I use this method often. Not to avoid irritation and razor burn because I've never gotten that, but because sometimes I'm just lazy as hell and this is much faster and requires much less regular maintenance. Plus, my bedfellow prefers the short hairs to the sandpaper burn of stubble.


----------



## hillseeker

Is that why I cycle - to fit in with other leg baldies. My once hairy legs are now almost completely bald - this by some natural cause that I don't understand. Literally effortless.


----------



## Jean-Claude

Not sure about the shaving thing....how does your wives respond to it?(more specifically those that are not cyclist themselves)


----------



## briantcva

Jean-Claude said:


> Not sure about the shaving thing....how does your wives respond to it?(more specifically those that are not cyclist themselves)

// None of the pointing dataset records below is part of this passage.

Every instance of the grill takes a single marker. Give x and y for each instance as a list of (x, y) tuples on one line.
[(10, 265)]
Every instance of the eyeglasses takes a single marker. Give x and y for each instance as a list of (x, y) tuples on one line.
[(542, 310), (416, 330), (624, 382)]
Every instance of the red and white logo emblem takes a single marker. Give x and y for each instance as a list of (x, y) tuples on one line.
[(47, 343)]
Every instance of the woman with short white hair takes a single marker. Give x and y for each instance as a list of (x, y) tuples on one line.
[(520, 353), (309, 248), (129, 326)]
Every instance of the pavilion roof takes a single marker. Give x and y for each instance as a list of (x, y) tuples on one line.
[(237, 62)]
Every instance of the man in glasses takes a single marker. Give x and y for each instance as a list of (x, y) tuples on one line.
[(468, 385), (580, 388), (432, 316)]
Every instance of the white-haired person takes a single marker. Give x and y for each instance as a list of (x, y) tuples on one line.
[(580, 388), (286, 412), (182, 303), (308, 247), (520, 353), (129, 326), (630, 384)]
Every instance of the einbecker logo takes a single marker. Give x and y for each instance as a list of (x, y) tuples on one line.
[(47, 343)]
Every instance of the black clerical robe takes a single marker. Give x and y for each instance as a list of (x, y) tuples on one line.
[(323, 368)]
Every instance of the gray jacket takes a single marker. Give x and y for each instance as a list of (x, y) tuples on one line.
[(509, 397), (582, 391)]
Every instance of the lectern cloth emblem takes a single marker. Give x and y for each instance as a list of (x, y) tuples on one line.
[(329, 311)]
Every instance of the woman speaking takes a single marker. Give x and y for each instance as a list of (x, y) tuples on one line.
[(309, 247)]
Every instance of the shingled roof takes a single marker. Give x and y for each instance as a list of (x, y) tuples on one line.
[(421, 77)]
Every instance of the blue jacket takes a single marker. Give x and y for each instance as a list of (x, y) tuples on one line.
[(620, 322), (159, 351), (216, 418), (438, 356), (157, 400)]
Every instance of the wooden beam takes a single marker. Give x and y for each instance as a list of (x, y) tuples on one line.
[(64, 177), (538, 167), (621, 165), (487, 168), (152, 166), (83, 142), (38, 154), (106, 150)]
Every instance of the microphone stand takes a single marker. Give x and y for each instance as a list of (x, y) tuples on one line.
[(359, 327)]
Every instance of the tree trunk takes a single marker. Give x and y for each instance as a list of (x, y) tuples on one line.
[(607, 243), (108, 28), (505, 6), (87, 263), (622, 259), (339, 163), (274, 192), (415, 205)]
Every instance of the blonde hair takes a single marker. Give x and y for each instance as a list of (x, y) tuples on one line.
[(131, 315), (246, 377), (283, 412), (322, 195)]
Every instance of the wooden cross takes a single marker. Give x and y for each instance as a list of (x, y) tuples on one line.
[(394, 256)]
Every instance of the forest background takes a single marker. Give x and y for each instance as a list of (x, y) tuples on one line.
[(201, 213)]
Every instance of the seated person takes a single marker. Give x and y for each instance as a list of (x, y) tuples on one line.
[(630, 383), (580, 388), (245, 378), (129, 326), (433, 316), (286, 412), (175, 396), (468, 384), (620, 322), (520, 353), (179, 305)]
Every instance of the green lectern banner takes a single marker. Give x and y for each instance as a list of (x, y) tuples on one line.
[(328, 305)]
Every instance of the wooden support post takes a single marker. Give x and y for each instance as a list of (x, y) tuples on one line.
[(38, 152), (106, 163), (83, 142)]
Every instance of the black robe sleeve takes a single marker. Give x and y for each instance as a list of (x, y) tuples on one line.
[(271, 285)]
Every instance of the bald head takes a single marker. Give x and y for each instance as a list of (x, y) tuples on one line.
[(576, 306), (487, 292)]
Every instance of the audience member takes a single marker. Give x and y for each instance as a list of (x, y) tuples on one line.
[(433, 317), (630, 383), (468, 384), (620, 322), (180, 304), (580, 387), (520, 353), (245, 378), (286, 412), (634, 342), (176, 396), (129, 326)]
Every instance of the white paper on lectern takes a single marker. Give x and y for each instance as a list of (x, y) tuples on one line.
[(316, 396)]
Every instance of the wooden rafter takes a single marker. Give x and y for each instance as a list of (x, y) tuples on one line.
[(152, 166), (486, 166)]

Just ran into this. Wife didn't know it was a cycling thing. Though I was experimenting. Had a fair bit of explaining to do. She did say they were sexy the other day. Of course she could have been mocking me.


----------



## Countchristo

I still can't bring myself to shave my legs yet but if (when) I do I now have all the facts


----------



## jagron11

Haven't shaved my legs in 15 years. Experimental thing in hs...just kidding, I was a swimmer. Once I start riding more, I will partake again. Great thread and tips. Wish I had this back then. Boy my shower was a bloody mess.


----------



## Cardinal16

do most guys who shave their legs enter races as well? it just seems almost a bit excessive to me if your not competing, but i guess it might just be a comfort thing? Although Ive never experienced problems before.


----------



## vertigho

I will likely fall victim to the ways of the cycling society. At this point I'm just training, but when I enter races, where my speed matters, I will trim the tree-trunks.


----------



## joegarrison

Hey guys, I need some help. I followed the guide to the T, and first trimmed my leg hair down as short as I could with clippers, then took a warm bath to relax and soften the hair. I used shaving cream and a 5 bladed schick hydro and shaved opposite the hair in medium-long strokes. I've been loofah-ing vigorously (but not too vigorously) every time I take a shower, which is 1-2 times a day and I use lotion when my legs are dry. I shaved last Thursday and have since been shaving every other day since I don't like the stubble.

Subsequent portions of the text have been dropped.